In cases where an omnicomponent phase does not exist, as in most subsolidus phase assemblages, the chemical potentials of the system can be inferred directly from the equilibrium assemblage. The previous discussions of chemical potential inference presumed that all phase models were accurate and fixed, but this general approach gains even greater utility when we consider calibrating the model for one (or more) of the phases in the assemblage. The general idea behind this calibration strategy is that the parameters of one phase model are determined assuming that the models for all other phases in the assemblage are sufficiently accurate to be used as a dynamic ‘lookup’ table for the chemical potentials of the system. Thus the assemblage is split into ‘lookup phases’ (whose model parameters are fixed) and the target calibration phase (whose parameters are modified during the fitting procedure).
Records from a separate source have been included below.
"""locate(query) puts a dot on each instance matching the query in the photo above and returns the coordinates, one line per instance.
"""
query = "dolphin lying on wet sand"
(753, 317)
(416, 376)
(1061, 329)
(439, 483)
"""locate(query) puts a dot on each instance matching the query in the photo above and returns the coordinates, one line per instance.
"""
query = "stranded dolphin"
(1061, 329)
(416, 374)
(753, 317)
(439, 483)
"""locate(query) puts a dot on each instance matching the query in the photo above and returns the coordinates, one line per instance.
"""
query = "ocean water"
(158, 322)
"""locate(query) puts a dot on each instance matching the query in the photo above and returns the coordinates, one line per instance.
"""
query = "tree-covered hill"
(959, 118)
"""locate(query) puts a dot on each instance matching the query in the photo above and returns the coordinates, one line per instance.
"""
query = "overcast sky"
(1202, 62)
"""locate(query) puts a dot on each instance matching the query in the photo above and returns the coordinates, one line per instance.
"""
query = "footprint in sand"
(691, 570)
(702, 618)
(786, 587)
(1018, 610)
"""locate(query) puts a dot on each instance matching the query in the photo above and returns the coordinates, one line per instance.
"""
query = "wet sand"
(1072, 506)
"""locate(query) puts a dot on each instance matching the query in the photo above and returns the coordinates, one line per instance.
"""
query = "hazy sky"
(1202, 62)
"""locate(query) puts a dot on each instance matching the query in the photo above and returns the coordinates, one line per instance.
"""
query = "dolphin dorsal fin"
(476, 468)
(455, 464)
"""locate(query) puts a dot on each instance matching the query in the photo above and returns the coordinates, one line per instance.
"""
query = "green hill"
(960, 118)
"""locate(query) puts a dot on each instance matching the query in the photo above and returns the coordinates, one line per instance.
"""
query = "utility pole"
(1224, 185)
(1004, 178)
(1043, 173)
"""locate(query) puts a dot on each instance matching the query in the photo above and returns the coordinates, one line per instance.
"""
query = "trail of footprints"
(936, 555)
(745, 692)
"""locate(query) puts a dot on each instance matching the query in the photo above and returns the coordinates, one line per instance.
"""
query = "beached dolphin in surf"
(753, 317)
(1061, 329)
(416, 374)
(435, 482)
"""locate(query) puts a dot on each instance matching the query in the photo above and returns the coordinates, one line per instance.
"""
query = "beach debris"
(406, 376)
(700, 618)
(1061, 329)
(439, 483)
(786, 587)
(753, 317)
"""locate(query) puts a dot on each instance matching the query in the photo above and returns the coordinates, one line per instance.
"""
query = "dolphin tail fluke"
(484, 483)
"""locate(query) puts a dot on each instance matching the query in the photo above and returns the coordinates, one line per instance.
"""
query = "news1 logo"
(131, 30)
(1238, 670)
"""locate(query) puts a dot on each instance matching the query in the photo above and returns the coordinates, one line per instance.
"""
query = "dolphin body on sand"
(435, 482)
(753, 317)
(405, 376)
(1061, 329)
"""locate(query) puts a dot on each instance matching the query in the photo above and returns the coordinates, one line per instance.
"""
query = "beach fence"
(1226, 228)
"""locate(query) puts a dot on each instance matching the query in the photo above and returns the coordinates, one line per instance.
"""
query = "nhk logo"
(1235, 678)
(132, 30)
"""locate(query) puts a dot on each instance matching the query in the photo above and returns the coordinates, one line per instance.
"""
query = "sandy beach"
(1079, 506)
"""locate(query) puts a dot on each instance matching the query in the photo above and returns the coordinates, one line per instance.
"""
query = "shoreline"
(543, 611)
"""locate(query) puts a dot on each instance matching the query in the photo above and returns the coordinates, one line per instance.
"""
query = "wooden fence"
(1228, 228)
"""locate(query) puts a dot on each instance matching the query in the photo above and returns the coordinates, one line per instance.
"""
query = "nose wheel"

Subsequent calibration based on these experimental constraints can be rather straightforward if we are lucky enough to have a set of lookup phases that fully span the component space of the system. This simplified case occurs when the number of independent components for the lookup phase assemblage (given by the rank of the lookup stoichiometry matrix) is equal to that of the full system. The system chemical potentials are thus fully determined by the lookup phase assemblage alone—via linear least squares—providing experimental constraints on the chemical potentials of the calibration phase. A more complex, yet common, situation arises when the lookup phase assemblage does not fully span the composition space of the system, necessitating a significantly more sophisticated approach to extracting usable chemical potential constraints.